I think that's a big step that I spend a lot of my time in the clinic making patients know the difference between that and when they are going to choose a supplement that its one that has a good likelihood of helping them with their condition.

What I've mentioned here can be time consuming. I realized that. Some of this, as far as the basic steps of avoiding supplements that area inappropriate can actually be done outside the clinic with certain handouts and certain resources that are available online. The FDA and dietary supplements arena aspect of the FDA website has a lot of great handouts.

There's one that's called "Tips to the Savvy Supplement User," which was actually tested in the scenario and helped patients choose wiser as far as supplements. They ended up choosing less supplements, and hopefully, they were able to be guided towards the right supplements for their pertinent scenario. So those can do a lot, and you, and your nurses, and a clinical staff can use those resources.
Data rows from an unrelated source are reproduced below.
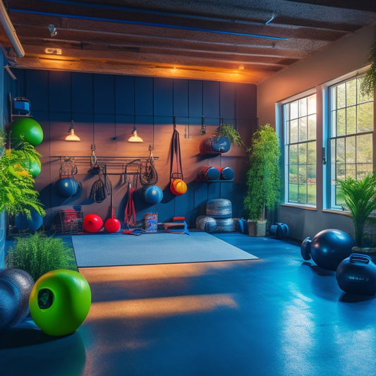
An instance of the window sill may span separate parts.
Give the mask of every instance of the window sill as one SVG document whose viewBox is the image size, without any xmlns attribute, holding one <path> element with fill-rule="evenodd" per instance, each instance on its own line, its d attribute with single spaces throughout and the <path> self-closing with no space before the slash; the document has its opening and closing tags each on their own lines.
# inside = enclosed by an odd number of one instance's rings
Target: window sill
<svg viewBox="0 0 376 376">
<path fill-rule="evenodd" d="M 302 204 L 285 203 L 281 204 L 281 206 L 284 207 L 294 207 L 296 209 L 304 209 L 305 210 L 313 210 L 314 212 L 317 212 L 317 208 L 315 206 L 305 205 Z"/>
</svg>

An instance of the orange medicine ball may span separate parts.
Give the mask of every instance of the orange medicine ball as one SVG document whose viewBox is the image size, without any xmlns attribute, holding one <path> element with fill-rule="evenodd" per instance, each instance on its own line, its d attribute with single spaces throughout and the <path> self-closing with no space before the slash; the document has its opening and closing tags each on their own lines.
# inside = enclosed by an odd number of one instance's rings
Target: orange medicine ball
<svg viewBox="0 0 376 376">
<path fill-rule="evenodd" d="M 173 195 L 180 196 L 187 191 L 187 185 L 181 179 L 171 179 L 170 190 Z"/>
</svg>

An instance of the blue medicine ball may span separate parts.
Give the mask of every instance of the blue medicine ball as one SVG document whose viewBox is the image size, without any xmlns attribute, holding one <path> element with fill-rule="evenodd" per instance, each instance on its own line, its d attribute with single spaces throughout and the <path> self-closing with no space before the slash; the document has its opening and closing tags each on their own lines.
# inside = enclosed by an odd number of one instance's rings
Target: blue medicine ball
<svg viewBox="0 0 376 376">
<path fill-rule="evenodd" d="M 78 191 L 78 183 L 73 178 L 61 178 L 55 183 L 55 189 L 60 197 L 72 197 Z"/>
<path fill-rule="evenodd" d="M 163 192 L 157 186 L 150 186 L 143 188 L 142 197 L 148 204 L 158 204 L 163 198 Z"/>
<path fill-rule="evenodd" d="M 28 218 L 25 214 L 17 214 L 14 219 L 16 227 L 21 231 L 35 232 L 43 224 L 43 218 L 34 210 L 30 211 L 30 215 Z"/>
</svg>

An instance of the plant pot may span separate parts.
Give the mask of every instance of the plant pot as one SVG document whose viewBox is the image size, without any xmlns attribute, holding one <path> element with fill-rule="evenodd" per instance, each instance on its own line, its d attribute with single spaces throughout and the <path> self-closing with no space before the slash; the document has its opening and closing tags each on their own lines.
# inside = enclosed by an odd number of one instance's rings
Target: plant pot
<svg viewBox="0 0 376 376">
<path fill-rule="evenodd" d="M 250 236 L 265 236 L 266 235 L 267 221 L 260 219 L 250 221 L 248 219 L 248 234 Z"/>
</svg>

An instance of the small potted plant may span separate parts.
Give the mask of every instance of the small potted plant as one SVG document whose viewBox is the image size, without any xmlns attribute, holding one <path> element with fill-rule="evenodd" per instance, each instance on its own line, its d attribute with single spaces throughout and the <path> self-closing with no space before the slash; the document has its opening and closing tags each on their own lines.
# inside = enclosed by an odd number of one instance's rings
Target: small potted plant
<svg viewBox="0 0 376 376">
<path fill-rule="evenodd" d="M 39 158 L 40 154 L 28 142 L 22 143 L 18 150 L 6 149 L 4 138 L 0 135 L 0 212 L 30 216 L 35 210 L 44 215 L 39 193 L 34 189 L 34 179 L 25 168 L 30 158 Z"/>
<path fill-rule="evenodd" d="M 339 191 L 337 197 L 342 199 L 351 214 L 353 237 L 358 247 L 363 245 L 364 226 L 370 220 L 370 214 L 376 210 L 376 173 L 367 174 L 356 180 L 349 176 L 338 179 Z"/>
<path fill-rule="evenodd" d="M 221 124 L 217 128 L 216 135 L 217 138 L 225 137 L 231 144 L 237 144 L 238 146 L 245 147 L 239 133 L 232 124 Z"/>
<path fill-rule="evenodd" d="M 274 209 L 281 196 L 281 151 L 278 136 L 270 124 L 260 126 L 253 133 L 248 152 L 244 214 L 248 219 L 249 234 L 265 236 L 266 210 Z"/>
</svg>

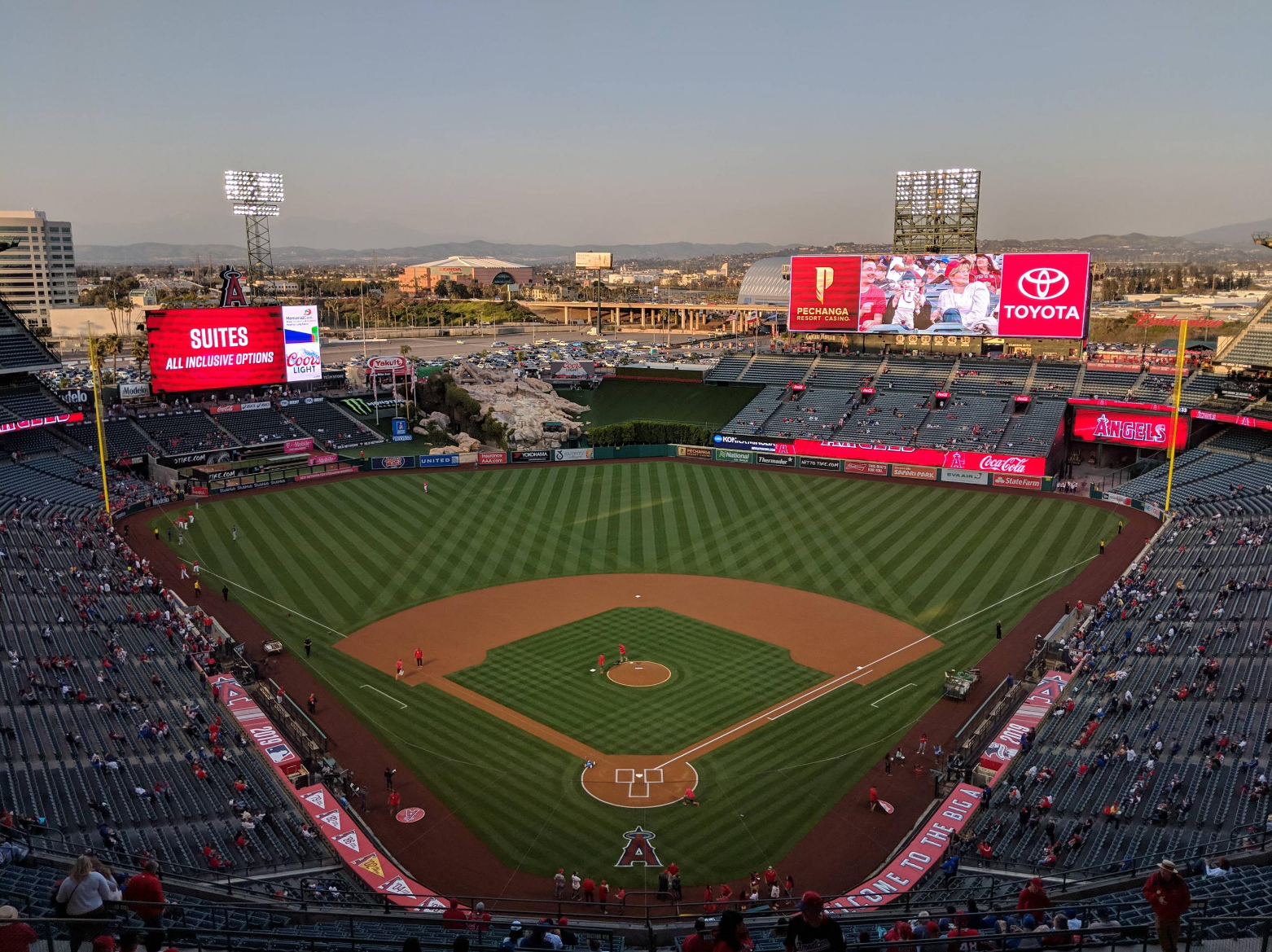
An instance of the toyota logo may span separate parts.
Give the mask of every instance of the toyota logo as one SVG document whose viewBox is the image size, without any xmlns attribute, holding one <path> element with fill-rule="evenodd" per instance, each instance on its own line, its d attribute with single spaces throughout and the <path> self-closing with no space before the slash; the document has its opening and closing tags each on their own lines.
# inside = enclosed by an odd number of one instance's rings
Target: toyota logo
<svg viewBox="0 0 1272 952">
<path fill-rule="evenodd" d="M 1068 290 L 1068 275 L 1057 267 L 1034 267 L 1020 275 L 1020 293 L 1034 300 L 1051 300 Z"/>
</svg>

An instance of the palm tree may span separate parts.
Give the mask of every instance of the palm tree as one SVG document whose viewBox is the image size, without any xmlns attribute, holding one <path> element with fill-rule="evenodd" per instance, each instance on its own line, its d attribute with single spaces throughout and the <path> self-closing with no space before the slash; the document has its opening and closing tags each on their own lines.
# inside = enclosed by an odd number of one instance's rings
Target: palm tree
<svg viewBox="0 0 1272 952">
<path fill-rule="evenodd" d="M 111 358 L 111 377 L 112 383 L 118 383 L 120 381 L 120 335 L 108 333 L 102 337 L 102 356 Z"/>
<path fill-rule="evenodd" d="M 141 373 L 141 365 L 150 359 L 150 344 L 145 337 L 137 337 L 132 341 L 128 351 L 132 354 L 132 359 L 137 361 L 137 374 Z"/>
</svg>

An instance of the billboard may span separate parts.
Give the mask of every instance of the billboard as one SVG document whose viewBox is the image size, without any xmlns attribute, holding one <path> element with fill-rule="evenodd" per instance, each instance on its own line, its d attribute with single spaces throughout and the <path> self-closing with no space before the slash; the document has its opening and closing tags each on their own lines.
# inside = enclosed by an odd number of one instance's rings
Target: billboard
<svg viewBox="0 0 1272 952">
<path fill-rule="evenodd" d="M 155 391 L 181 393 L 284 383 L 279 308 L 183 308 L 146 313 Z"/>
<path fill-rule="evenodd" d="M 576 251 L 574 266 L 591 271 L 604 271 L 614 266 L 614 255 L 609 251 Z"/>
<path fill-rule="evenodd" d="M 1090 443 L 1121 443 L 1145 449 L 1170 444 L 1170 415 L 1137 414 L 1110 407 L 1080 406 L 1074 410 L 1074 438 Z M 1188 445 L 1188 417 L 1175 425 L 1175 449 Z"/>
<path fill-rule="evenodd" d="M 1090 256 L 795 255 L 790 284 L 792 331 L 1079 340 Z"/>
<path fill-rule="evenodd" d="M 322 344 L 314 304 L 282 308 L 282 346 L 287 383 L 322 379 Z"/>
</svg>

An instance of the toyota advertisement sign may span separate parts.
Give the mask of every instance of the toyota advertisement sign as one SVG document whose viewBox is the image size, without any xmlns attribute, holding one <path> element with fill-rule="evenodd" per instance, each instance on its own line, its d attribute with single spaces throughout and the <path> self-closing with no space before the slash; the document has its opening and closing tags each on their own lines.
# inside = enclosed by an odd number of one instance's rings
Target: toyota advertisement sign
<svg viewBox="0 0 1272 952">
<path fill-rule="evenodd" d="M 182 308 L 146 313 L 150 377 L 167 393 L 282 383 L 280 308 Z"/>
<path fill-rule="evenodd" d="M 314 304 L 282 308 L 282 346 L 287 383 L 322 379 L 322 345 Z"/>
<path fill-rule="evenodd" d="M 796 255 L 790 279 L 791 331 L 1086 335 L 1085 252 Z"/>
</svg>

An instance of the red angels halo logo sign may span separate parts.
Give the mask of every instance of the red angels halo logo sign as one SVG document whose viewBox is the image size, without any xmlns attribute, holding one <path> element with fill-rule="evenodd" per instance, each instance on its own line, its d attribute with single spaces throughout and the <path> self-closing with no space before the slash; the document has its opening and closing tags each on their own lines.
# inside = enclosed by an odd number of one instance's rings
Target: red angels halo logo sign
<svg viewBox="0 0 1272 952">
<path fill-rule="evenodd" d="M 1086 333 L 1090 255 L 1004 255 L 999 333 L 1004 337 L 1067 337 Z"/>
<path fill-rule="evenodd" d="M 637 826 L 635 830 L 625 832 L 623 836 L 627 837 L 627 845 L 623 846 L 623 854 L 618 857 L 618 862 L 614 865 L 632 867 L 641 863 L 646 867 L 661 868 L 663 864 L 659 862 L 658 854 L 654 851 L 654 844 L 651 843 L 658 834 Z"/>
</svg>

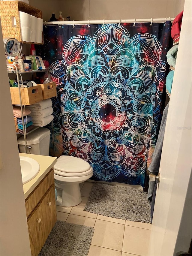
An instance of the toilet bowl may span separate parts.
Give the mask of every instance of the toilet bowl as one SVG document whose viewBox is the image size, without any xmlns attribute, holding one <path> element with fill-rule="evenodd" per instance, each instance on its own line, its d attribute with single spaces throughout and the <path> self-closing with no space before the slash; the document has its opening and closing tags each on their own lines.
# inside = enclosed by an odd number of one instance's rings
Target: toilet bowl
<svg viewBox="0 0 192 256">
<path fill-rule="evenodd" d="M 93 168 L 84 160 L 62 155 L 53 167 L 55 186 L 57 191 L 56 205 L 74 206 L 82 200 L 80 183 L 93 175 Z"/>
</svg>

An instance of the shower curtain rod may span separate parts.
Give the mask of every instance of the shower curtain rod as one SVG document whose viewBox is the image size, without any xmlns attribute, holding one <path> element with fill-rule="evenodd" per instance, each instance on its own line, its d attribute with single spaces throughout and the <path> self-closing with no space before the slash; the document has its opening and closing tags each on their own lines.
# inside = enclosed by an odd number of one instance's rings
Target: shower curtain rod
<svg viewBox="0 0 192 256">
<path fill-rule="evenodd" d="M 136 22 L 153 22 L 154 21 L 162 21 L 165 22 L 167 20 L 173 21 L 174 18 L 164 18 L 153 19 L 134 19 L 132 20 L 71 20 L 69 21 L 45 21 L 44 23 L 47 25 L 77 25 L 83 24 L 106 24 L 107 23 L 131 23 Z"/>
</svg>

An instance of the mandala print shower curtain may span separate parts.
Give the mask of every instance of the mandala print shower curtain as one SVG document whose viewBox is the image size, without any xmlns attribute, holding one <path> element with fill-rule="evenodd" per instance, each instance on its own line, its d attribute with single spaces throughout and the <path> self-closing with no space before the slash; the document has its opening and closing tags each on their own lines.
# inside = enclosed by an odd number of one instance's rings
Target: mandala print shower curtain
<svg viewBox="0 0 192 256">
<path fill-rule="evenodd" d="M 170 28 L 166 22 L 44 28 L 39 53 L 57 86 L 50 127 L 56 156 L 84 159 L 95 180 L 143 186 L 161 116 Z"/>
</svg>

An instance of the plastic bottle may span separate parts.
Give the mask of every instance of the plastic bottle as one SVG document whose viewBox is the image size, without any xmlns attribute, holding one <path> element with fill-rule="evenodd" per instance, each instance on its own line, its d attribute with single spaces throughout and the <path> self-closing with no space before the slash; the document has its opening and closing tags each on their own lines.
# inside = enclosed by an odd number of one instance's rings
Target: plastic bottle
<svg viewBox="0 0 192 256">
<path fill-rule="evenodd" d="M 52 17 L 50 18 L 50 21 L 57 21 L 57 19 L 55 17 L 54 13 L 52 14 Z"/>
<path fill-rule="evenodd" d="M 35 56 L 36 55 L 36 51 L 35 51 L 35 45 L 33 44 L 32 44 L 30 49 L 30 54 L 31 55 Z"/>
<path fill-rule="evenodd" d="M 18 58 L 17 60 L 17 61 L 18 62 L 17 64 L 18 70 L 20 72 L 24 72 L 25 71 L 25 68 L 24 67 L 23 60 L 21 59 L 21 54 L 20 53 L 18 54 Z"/>
<path fill-rule="evenodd" d="M 64 20 L 64 18 L 62 17 L 62 12 L 59 12 L 59 16 L 58 20 L 58 21 L 63 21 Z"/>
</svg>

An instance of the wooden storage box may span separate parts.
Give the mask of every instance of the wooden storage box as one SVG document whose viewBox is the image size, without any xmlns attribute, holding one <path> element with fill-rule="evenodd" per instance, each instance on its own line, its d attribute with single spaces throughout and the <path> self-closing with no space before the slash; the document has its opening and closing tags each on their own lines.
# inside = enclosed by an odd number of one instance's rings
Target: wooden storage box
<svg viewBox="0 0 192 256">
<path fill-rule="evenodd" d="M 0 1 L 0 16 L 3 38 L 12 38 L 19 42 L 27 44 L 30 42 L 22 41 L 19 11 L 26 13 L 37 18 L 42 19 L 42 12 L 33 6 L 29 5 L 20 1 Z M 16 25 L 14 24 L 15 17 Z M 43 44 L 43 33 L 42 32 L 42 43 L 33 43 L 36 44 Z"/>
<path fill-rule="evenodd" d="M 55 97 L 57 96 L 56 84 L 55 82 L 42 83 L 40 85 L 44 100 Z"/>
<path fill-rule="evenodd" d="M 10 88 L 12 104 L 20 105 L 19 88 L 16 87 Z M 30 105 L 43 100 L 40 85 L 27 88 L 21 88 L 20 90 L 22 105 Z"/>
</svg>

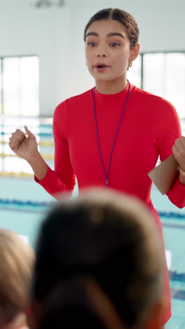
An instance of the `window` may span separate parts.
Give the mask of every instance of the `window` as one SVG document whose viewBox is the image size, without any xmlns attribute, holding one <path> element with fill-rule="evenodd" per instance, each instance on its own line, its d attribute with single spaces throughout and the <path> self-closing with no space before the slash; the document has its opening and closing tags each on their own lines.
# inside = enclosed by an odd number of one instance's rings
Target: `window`
<svg viewBox="0 0 185 329">
<path fill-rule="evenodd" d="M 1 114 L 39 115 L 39 60 L 36 56 L 1 58 Z"/>
<path fill-rule="evenodd" d="M 185 117 L 185 53 L 141 53 L 128 77 L 136 86 L 168 100 L 179 117 Z"/>
</svg>

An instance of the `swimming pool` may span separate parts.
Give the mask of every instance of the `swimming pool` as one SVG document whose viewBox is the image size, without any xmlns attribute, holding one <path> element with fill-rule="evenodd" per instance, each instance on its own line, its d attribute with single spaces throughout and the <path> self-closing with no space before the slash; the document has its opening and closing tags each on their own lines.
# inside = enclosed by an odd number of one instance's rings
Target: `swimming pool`
<svg viewBox="0 0 185 329">
<path fill-rule="evenodd" d="M 38 121 L 36 122 L 38 124 Z M 12 153 L 7 143 L 13 127 L 8 124 L 5 127 L 4 123 L 6 134 L 0 135 L 3 142 L 0 153 L 8 155 Z M 35 127 L 35 123 L 31 123 L 34 126 L 33 132 L 38 134 L 40 150 L 45 155 L 50 155 L 46 162 L 52 167 L 53 141 L 50 122 L 49 124 L 39 124 Z M 20 122 L 20 128 L 22 126 Z M 32 173 L 29 165 L 21 159 L 5 157 L 0 158 L 0 161 L 1 171 L 12 172 L 13 168 L 14 172 Z M 13 178 L 3 174 L 0 176 L 0 226 L 28 236 L 29 243 L 34 246 L 40 223 L 54 199 L 34 183 L 33 178 L 30 179 L 25 176 Z M 76 188 L 74 195 L 77 193 Z M 161 195 L 154 186 L 151 195 L 153 205 L 160 215 L 165 248 L 172 253 L 170 274 L 173 315 L 165 328 L 185 328 L 185 209 L 177 208 L 165 195 Z"/>
</svg>

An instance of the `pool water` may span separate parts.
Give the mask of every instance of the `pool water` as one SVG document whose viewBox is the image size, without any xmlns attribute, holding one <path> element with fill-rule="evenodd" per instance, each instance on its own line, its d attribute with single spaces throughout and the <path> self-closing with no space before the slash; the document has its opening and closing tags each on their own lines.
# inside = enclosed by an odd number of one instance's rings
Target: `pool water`
<svg viewBox="0 0 185 329">
<path fill-rule="evenodd" d="M 38 120 L 36 122 L 38 123 Z M 19 123 L 21 128 L 22 123 Z M 24 122 L 25 124 L 29 127 L 29 124 Z M 37 136 L 38 141 L 44 139 L 49 142 L 53 140 L 50 122 L 46 126 L 35 127 L 35 122 L 32 124 L 34 125 L 33 132 L 40 134 L 40 136 Z M 6 134 L 0 135 L 0 138 L 1 141 L 8 142 L 8 136 L 13 129 L 12 127 L 6 127 L 5 130 Z M 11 153 L 8 145 L 2 144 L 1 147 L 0 153 Z M 39 147 L 41 153 L 53 155 L 53 146 Z M 47 160 L 46 162 L 53 167 L 52 160 Z M 13 168 L 13 171 L 16 172 L 21 171 L 32 173 L 29 165 L 26 165 L 25 162 L 21 159 L 8 157 L 5 161 L 0 158 L 1 165 L 1 171 L 12 172 Z M 55 200 L 41 186 L 36 184 L 33 178 L 13 179 L 0 176 L 0 226 L 27 236 L 29 243 L 34 247 L 40 224 Z M 74 195 L 77 194 L 76 186 Z M 172 254 L 170 274 L 172 316 L 165 325 L 165 329 L 185 329 L 185 209 L 177 208 L 154 186 L 152 188 L 151 198 L 160 214 L 165 249 Z"/>
</svg>

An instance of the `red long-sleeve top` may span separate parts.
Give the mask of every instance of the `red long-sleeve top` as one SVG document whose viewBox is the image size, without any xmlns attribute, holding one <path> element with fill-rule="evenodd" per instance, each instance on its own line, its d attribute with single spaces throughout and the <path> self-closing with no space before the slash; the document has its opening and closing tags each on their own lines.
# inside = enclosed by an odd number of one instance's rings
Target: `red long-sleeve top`
<svg viewBox="0 0 185 329">
<path fill-rule="evenodd" d="M 128 94 L 127 88 L 113 95 L 95 90 L 96 115 L 100 144 L 107 171 L 115 133 Z M 61 103 L 53 117 L 55 170 L 48 167 L 39 183 L 50 194 L 72 192 L 76 176 L 78 188 L 105 186 L 106 178 L 100 158 L 92 105 L 92 89 Z M 131 85 L 130 93 L 114 148 L 109 186 L 135 195 L 148 204 L 162 227 L 150 200 L 151 181 L 147 174 L 170 156 L 176 138 L 181 136 L 177 112 L 167 101 Z M 35 178 L 36 181 L 38 180 Z M 179 180 L 167 193 L 179 207 L 185 206 L 185 186 Z M 165 323 L 170 317 L 170 292 L 166 267 L 167 297 Z"/>
<path fill-rule="evenodd" d="M 106 170 L 128 88 L 113 95 L 95 91 L 98 132 Z M 79 189 L 105 186 L 97 143 L 92 89 L 56 108 L 53 135 L 55 171 L 48 168 L 46 176 L 39 181 L 46 191 L 54 197 L 62 191 L 72 192 L 75 176 Z M 147 173 L 155 167 L 158 155 L 163 161 L 172 154 L 174 140 L 180 136 L 179 120 L 172 105 L 131 85 L 114 148 L 109 186 L 149 203 L 151 181 Z M 185 186 L 179 179 L 167 195 L 177 207 L 185 206 Z"/>
</svg>

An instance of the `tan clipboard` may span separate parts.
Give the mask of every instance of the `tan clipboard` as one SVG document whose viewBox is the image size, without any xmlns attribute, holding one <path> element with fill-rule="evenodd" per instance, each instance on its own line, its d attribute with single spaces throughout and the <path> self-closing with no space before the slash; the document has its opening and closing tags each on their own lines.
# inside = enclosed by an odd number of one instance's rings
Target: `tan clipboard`
<svg viewBox="0 0 185 329">
<path fill-rule="evenodd" d="M 172 155 L 151 170 L 148 176 L 160 192 L 162 194 L 166 194 L 170 190 L 179 174 L 178 163 Z"/>
</svg>

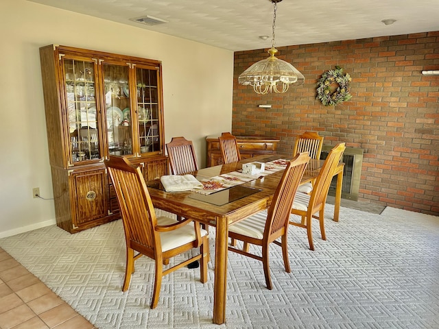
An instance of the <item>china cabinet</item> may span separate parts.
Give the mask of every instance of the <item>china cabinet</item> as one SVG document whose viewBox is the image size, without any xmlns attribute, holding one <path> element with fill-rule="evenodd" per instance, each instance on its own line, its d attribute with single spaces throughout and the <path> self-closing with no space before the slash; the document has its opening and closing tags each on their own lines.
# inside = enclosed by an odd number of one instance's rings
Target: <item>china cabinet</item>
<svg viewBox="0 0 439 329">
<path fill-rule="evenodd" d="M 277 148 L 278 139 L 271 137 L 257 137 L 237 136 L 236 141 L 239 148 L 241 159 L 247 159 L 259 154 L 274 153 Z M 206 138 L 207 145 L 207 167 L 222 164 L 222 156 L 220 149 L 218 136 L 208 136 Z"/>
<path fill-rule="evenodd" d="M 58 226 L 120 218 L 104 160 L 128 157 L 145 180 L 167 173 L 161 62 L 53 45 L 40 58 Z"/>
</svg>

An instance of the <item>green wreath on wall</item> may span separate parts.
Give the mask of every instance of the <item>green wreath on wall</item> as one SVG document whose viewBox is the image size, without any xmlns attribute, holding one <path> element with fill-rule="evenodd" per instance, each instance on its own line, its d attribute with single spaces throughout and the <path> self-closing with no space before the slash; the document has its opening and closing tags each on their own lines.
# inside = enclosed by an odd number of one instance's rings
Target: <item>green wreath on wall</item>
<svg viewBox="0 0 439 329">
<path fill-rule="evenodd" d="M 335 106 L 348 101 L 352 97 L 349 93 L 351 80 L 348 73 L 343 74 L 343 69 L 339 66 L 335 70 L 327 71 L 317 82 L 317 99 L 325 106 Z M 338 87 L 332 91 L 334 84 L 337 84 Z"/>
</svg>

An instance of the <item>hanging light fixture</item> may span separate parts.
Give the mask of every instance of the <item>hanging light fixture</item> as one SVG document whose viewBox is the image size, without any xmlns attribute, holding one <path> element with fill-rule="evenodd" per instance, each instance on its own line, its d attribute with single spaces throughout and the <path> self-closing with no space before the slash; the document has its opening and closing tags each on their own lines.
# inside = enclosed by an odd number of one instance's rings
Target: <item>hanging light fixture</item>
<svg viewBox="0 0 439 329">
<path fill-rule="evenodd" d="M 268 50 L 270 57 L 260 60 L 244 71 L 238 82 L 244 86 L 253 86 L 258 94 L 268 93 L 285 93 L 290 84 L 300 86 L 305 82 L 305 77 L 291 64 L 279 60 L 274 55 L 277 49 L 274 48 L 274 28 L 276 27 L 276 11 L 277 3 L 282 0 L 270 0 L 273 3 L 273 25 L 272 47 Z"/>
</svg>

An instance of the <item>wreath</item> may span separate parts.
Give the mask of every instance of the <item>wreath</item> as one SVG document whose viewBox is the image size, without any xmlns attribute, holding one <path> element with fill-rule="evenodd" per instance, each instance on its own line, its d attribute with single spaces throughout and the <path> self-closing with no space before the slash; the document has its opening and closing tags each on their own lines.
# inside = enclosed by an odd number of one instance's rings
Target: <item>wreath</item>
<svg viewBox="0 0 439 329">
<path fill-rule="evenodd" d="M 343 74 L 343 69 L 335 66 L 335 70 L 329 70 L 322 75 L 317 83 L 317 99 L 325 106 L 335 106 L 348 101 L 352 97 L 349 93 L 349 82 L 352 79 L 348 73 Z M 335 90 L 333 84 L 338 84 Z"/>
</svg>

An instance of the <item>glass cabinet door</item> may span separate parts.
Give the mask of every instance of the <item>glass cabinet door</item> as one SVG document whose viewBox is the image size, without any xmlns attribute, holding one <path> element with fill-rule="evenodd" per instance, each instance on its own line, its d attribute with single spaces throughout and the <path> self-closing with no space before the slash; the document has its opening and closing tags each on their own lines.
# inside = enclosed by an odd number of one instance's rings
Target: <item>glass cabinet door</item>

A number of other resources are also listed here, including from the USDA. These will be part of the PDF that will be available in about a week or so after the webinar, so you will have these resources to get hose handouts available for your patients.

Another great Internet site is Office of Dietary Supplements. The ODS has a number of resources including handouts in Spanish on "Tips for the Savvy Supplement User," as well as specific nutrient based supplement handouts. So keep that in mind as well.